Death and cancer and family
Dec. 6th, 2012 10:35 pmI was sitting in the bathtub earlier, thinking about what I was going to write an entry about - I was thinking about Livejournal keywords, to start with, but that will probably be a topic for another day, because my thoughts wandered then to my most-often-used keywords. I suspect that my actual most-often-used keyword might be "meme" although I haven't checked to see what LJ says (and the whole topic of memes might also be another topic for another day) - but certainly a couple of them, over the years, have been "family" and "mom." (My keywords are sort of partially broken, which was the original topic that I was thinking about - but that also means that the keywords you can see at the side of my page now are not necessarily reflective of what I was using back before they were broken.) I don't think I started using "mom" as a keyword until the last year or so of my mom's life, anyway, but if I had been using it every time I mentioned her over the years, it might be the top keyword hands down.
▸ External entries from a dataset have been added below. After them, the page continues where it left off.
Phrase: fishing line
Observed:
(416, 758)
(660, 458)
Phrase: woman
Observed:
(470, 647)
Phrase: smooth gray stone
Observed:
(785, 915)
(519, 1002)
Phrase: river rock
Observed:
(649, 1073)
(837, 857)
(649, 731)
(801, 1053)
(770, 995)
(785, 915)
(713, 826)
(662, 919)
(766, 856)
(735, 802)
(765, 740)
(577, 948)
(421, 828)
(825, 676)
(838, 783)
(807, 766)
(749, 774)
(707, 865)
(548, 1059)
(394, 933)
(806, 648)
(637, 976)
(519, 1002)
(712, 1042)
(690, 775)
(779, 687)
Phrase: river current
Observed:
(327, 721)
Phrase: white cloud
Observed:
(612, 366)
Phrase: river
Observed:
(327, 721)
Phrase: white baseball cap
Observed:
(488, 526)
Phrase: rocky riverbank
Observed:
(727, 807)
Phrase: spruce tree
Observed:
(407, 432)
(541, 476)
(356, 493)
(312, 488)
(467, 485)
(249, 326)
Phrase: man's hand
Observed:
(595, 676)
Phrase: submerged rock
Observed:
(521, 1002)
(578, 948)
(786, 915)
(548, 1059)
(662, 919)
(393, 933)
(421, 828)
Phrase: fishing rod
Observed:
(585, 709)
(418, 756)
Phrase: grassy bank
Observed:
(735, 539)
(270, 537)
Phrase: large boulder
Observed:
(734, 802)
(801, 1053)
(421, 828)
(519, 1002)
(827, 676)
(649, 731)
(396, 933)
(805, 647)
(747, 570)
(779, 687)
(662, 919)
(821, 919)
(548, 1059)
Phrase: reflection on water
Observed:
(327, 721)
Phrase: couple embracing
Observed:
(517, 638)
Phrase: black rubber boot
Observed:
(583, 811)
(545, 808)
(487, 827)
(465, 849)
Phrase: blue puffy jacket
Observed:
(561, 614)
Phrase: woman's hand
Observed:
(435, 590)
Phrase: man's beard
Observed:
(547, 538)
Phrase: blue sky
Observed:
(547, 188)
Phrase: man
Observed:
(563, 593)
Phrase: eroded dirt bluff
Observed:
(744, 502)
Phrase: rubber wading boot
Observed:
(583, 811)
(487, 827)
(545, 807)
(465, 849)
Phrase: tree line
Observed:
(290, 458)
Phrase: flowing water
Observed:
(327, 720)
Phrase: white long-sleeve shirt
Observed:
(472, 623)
Background, for those of you who don't know this stuff already: my mom and I were really close. We made quilts together. I went over to her house just about every Saturday for many years - usually we had lunch and went shopping a bit and then worked on quilts, that was the normal itinerary, anyway. And well before I started journaling online, in 2001, she was diagnosed with cancer. Then in 2004 she was diagnosed with a different cancer (which might or might not have metastasized from the first one - that's never been clear). The second one was a brain tumor - I wrote a whole entry about the tumor one year as my introduction to Holidailies, which is partly why I assume that a lot of people know this story already. (It was an attempt at dark humor. I'm not real sure how successful it was.) Anyway, the brain tumor worsened kind of abruptly in the last part of 2006 and she died in early 2007 - and then I spent most of that year and into the next dealing with her estate, so that's another year-plus of mom-related entries. It's probably only after Hurricane Ike late in 2008 that I stopped talking about my mom constantly, one way or another.
My dad actually had cancer, as well, and it eventually killed him too, or so we think - he died last May of what was probably complications of prostate cancer. If you are a cancer patient and you die, it's assumed that the cancer killed you, not surprisingly, and autopsies are not routine, so nobody is really sure. My dad and I were not particularly close - his appearances in LJ tend to be more of the venting variety - and besides, by the time he was diagnosed, my mom already had the brain tumor and mere prostate cancer just could not compare. Back years ago when he had multiple-bypass surgery, I rushed to his side and hung around the ICU for days and all that kind of thing, so it's not that I entirely didn't care. But when you have a job and are 100 miles away, it's hard to hang around the hospital for months and years of radiation treatment. Both my parents were more into "years" territory there, and I didn't actually hang around for my mom's either, although I did go up to M.D. Anderson with her a few times. Luckily both of them had spouses/partners who were willing to shoulder the burden of the daily stuff, or I don't know what I'd have done. (I do have a sister, who was in another city altogether and was no help there. That's another topic that came up often in those years.)
So actually this is my first Christmas as an "orphan" - a 50-year old orphan, but an orphan nevertheless. I haven't spent Christmas with my dad for many years, and my mom has been gone for a surprising number of Christmases now - this will be six, I guess - so it doesn't make all that much difference, in an immediate sense. But it's still weird, no matter how old you are.
Added: I mentioned writing about my father in order to vent, and there's certainly a lot of that, if you poke around (some of the venting entries are still friendslocked but others are not), but I feel like I have to point out that I did my fair share of venting about my mom, back in the day, too. I adored her, but she was still my mom and she sometimes drove me crazy, as moms tend to do.